The FDA warns that U.S. consumers can be exposed to counterfeits through online purchases, in particular. The problem is magnified in low- to middle-income nations, where one in 10 medical products are counterfeit, according to a World Health Organization estimate. Cost doesn’t seem to be a factor, either; antimalarials and antibiotics are most often reported as counterfeits or fakes, and generic medications are swapped as often as brand-name drugs, according to the same WHO report.
Counterfeits weren’t tracked globally until 2013; since then, there have been 1,500 reports to the WHO, with actual incidences of counterfeiting likely much higher. Fake medicines have been estimated to result in costs of $200 billion each year, and are blamed for more than 72,000 pneumonia- and 116,000 malaria-related deaths.
Researchers and manufacturers have already developed some anti-counterfeit tools, including built-in identifiers like edible papers with scannable QR codes or barcodes that are stamped onto or otherwise incorporated into pills and other medical products. But such methods, while functional, can be costly to implement, Grover says.
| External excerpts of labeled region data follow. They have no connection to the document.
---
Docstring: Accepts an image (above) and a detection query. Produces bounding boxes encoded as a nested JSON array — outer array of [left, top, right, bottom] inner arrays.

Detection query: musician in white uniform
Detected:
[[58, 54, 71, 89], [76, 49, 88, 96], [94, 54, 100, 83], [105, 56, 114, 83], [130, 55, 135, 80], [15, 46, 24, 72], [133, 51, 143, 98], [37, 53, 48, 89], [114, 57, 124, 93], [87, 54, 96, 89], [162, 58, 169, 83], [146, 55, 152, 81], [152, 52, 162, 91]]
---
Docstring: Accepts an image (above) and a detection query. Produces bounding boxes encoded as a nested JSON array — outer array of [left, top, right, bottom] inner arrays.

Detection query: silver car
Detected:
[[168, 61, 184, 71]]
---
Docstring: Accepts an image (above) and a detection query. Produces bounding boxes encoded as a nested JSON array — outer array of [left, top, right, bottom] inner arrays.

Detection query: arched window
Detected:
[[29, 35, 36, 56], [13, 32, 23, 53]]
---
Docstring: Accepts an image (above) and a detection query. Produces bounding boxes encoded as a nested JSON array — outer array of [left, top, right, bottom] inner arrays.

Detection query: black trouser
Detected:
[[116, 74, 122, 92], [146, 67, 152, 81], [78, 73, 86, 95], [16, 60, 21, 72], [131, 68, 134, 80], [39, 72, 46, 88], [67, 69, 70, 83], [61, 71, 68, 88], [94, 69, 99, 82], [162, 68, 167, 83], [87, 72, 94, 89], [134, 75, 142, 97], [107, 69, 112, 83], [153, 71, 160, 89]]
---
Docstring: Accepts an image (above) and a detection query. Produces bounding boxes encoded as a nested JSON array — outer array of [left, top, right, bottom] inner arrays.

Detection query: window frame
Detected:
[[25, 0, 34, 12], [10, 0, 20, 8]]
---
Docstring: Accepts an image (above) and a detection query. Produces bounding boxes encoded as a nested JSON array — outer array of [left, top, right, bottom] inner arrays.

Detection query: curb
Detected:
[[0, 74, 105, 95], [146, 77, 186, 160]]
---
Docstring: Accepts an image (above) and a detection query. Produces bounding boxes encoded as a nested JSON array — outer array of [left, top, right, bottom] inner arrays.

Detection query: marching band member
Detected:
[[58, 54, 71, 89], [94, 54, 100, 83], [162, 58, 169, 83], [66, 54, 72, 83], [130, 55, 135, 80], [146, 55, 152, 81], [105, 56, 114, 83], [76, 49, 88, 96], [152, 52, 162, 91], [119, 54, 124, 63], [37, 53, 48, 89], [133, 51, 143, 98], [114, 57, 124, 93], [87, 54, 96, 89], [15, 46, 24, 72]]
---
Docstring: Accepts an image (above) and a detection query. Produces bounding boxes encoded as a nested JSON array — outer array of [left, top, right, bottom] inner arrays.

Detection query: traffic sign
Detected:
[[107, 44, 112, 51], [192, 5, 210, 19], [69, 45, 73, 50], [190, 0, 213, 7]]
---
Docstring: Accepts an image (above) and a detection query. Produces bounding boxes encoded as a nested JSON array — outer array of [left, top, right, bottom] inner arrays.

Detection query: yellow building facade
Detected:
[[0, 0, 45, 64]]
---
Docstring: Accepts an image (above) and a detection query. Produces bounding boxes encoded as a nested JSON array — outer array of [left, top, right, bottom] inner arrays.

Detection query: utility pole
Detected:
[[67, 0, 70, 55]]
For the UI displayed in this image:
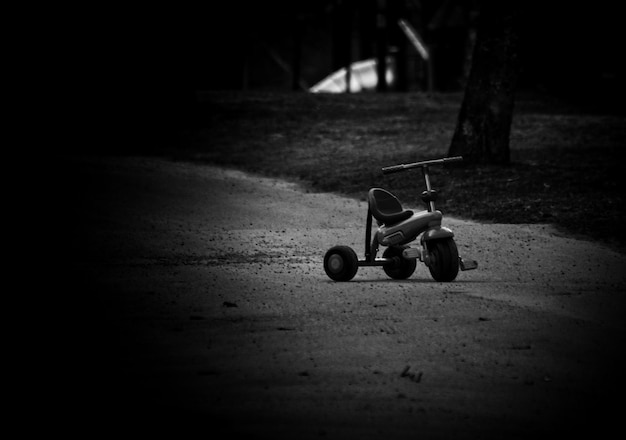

CandyCodes could provide unique identifiers for at least 41 million pills for every person on the planet.
William Grover
“Putting universal codes on each pill and each dosage is attractive,” he says. “The challenge is, how can we do it in a way that requires as little modification to the existing manufacturing process as possible? That's where I hope CandyCodes have an edge. It's not zero modification, but I hope it is as minor a modification of the manufacturing process as possible.”
Kim calls the concept “a clever idea to introduce entropy for high-level security” even if it may not be as close to market as other emerging technologies, including some edible watermarks he’s helped develop. He points out that CandyCodes still needs to be tested for reproducibility and readability.
The possibilities are already intriguing, though. Grover’s recent research, published in Scientific Reports, predicts that unique codes could be used for at least 41 million pills for every person on the planet.
Sadly, CandyCodes’ multicolored bits probably won’t taste like candy. They must be made of non-caloric ingredients to meet the international regulatory standards that govern food dyes and colorants. But Grover hopes CandyCodes represent a simple, accessible solution to a heart-wrenching issue. “This feels like trying to track down and go after bad guys,” he says. “Someone who would pass off a medicine intended for a child or a sick person and pass it off as something effective, I can't imagine anything much more evil than that. It's fun and, and a little fulfilling to try to develop technologies that chip away at that.”